Sorry to hijack but......

Where do you purchase coconut milk from mate? How much it cost for the amount you get?


----------



## crok (Aug 2, 2008)

dont know how much cons awnser to that one will help you lol im pretty sure he is in america, but tesco, asda, morrisons anywhere really bud, my mam gets it to make curries out of from time to time. not to sure bout price.

yeah warren, i sorted it out, im like bill gates now hahaha.

anyone have any opinions on the diet?


----------



## Guest (Aug 5, 2008)

Frijiman said:


> Sorry to hijack but......
> 
> Where do you purchase coconut milk from mate?
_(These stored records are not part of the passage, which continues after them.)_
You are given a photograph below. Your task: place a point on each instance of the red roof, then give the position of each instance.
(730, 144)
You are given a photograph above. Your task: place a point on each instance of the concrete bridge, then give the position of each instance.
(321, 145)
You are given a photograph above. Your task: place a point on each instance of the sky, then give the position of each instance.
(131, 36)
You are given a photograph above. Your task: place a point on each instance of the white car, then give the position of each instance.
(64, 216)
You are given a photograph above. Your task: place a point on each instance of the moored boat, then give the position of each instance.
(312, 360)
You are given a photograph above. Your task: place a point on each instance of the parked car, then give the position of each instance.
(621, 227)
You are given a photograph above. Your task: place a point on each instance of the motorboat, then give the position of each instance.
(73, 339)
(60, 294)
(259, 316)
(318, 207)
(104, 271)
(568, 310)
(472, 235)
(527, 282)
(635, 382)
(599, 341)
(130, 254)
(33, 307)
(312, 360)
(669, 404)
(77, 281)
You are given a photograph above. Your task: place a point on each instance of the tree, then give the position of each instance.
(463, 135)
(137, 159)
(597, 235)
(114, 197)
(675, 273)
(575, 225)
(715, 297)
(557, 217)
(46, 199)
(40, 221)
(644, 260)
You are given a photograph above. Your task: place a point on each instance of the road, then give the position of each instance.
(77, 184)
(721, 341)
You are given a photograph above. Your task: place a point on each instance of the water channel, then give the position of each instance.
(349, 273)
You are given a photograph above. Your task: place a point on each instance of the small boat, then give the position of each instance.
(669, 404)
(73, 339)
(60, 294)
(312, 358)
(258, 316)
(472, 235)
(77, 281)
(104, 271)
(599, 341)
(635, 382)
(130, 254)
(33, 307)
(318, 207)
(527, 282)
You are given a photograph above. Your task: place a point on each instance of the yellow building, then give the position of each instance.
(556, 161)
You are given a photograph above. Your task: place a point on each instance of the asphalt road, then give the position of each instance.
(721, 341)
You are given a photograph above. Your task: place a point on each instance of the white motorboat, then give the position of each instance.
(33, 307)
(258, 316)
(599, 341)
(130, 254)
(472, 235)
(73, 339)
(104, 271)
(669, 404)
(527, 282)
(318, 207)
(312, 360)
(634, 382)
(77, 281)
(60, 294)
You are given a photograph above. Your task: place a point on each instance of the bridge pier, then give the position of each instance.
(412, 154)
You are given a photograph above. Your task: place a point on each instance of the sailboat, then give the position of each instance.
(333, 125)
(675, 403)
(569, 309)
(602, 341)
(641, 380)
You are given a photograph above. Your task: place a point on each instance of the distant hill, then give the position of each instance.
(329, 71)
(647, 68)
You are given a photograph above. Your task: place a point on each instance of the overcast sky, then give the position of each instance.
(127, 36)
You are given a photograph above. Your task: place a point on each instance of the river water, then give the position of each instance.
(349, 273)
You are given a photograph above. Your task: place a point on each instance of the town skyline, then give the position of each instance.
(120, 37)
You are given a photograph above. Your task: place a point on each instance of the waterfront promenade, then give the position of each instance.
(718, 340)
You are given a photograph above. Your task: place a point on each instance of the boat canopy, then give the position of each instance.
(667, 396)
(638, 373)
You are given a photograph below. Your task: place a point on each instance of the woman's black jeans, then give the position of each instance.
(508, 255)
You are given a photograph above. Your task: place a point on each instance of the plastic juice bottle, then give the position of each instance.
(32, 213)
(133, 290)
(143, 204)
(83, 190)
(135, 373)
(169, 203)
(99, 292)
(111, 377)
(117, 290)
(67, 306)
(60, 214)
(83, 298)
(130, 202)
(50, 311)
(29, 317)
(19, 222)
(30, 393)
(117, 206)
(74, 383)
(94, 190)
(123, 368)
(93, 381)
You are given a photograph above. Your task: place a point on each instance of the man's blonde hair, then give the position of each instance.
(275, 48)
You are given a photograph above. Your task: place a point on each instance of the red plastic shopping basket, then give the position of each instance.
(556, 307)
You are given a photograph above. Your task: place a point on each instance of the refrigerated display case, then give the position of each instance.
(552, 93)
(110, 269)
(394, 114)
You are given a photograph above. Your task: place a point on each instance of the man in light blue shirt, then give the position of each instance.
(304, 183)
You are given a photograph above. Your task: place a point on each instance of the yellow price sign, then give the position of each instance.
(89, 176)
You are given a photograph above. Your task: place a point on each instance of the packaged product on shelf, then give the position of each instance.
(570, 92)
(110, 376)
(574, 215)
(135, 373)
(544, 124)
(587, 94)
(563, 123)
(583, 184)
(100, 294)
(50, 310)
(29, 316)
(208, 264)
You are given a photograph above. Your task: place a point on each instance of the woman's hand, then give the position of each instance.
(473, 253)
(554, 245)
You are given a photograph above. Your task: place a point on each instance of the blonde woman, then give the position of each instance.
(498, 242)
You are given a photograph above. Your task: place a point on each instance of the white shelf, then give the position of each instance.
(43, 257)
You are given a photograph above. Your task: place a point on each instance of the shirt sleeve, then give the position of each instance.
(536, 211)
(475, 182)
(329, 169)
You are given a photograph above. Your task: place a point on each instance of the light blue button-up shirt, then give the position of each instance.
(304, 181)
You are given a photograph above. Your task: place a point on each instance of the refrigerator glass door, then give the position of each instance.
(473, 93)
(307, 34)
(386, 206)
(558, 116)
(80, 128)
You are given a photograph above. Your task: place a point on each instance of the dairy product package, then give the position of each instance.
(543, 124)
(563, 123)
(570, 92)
How much it cost for the amount you get?


 Like Crok said mate any where that you would buy stuff to make chinese food seeing that its in pretty much every thing

Costs me less than a pound that said it is America so will be a tad cheaper but still its about the cheapest way to get in mcts that i know off.

Diet looks solid...

After training i would have some simple sugars like a poweraid or so.

Vary your veg up as your meant to get the full spectrum of veg every week also get a bit of fruit in there.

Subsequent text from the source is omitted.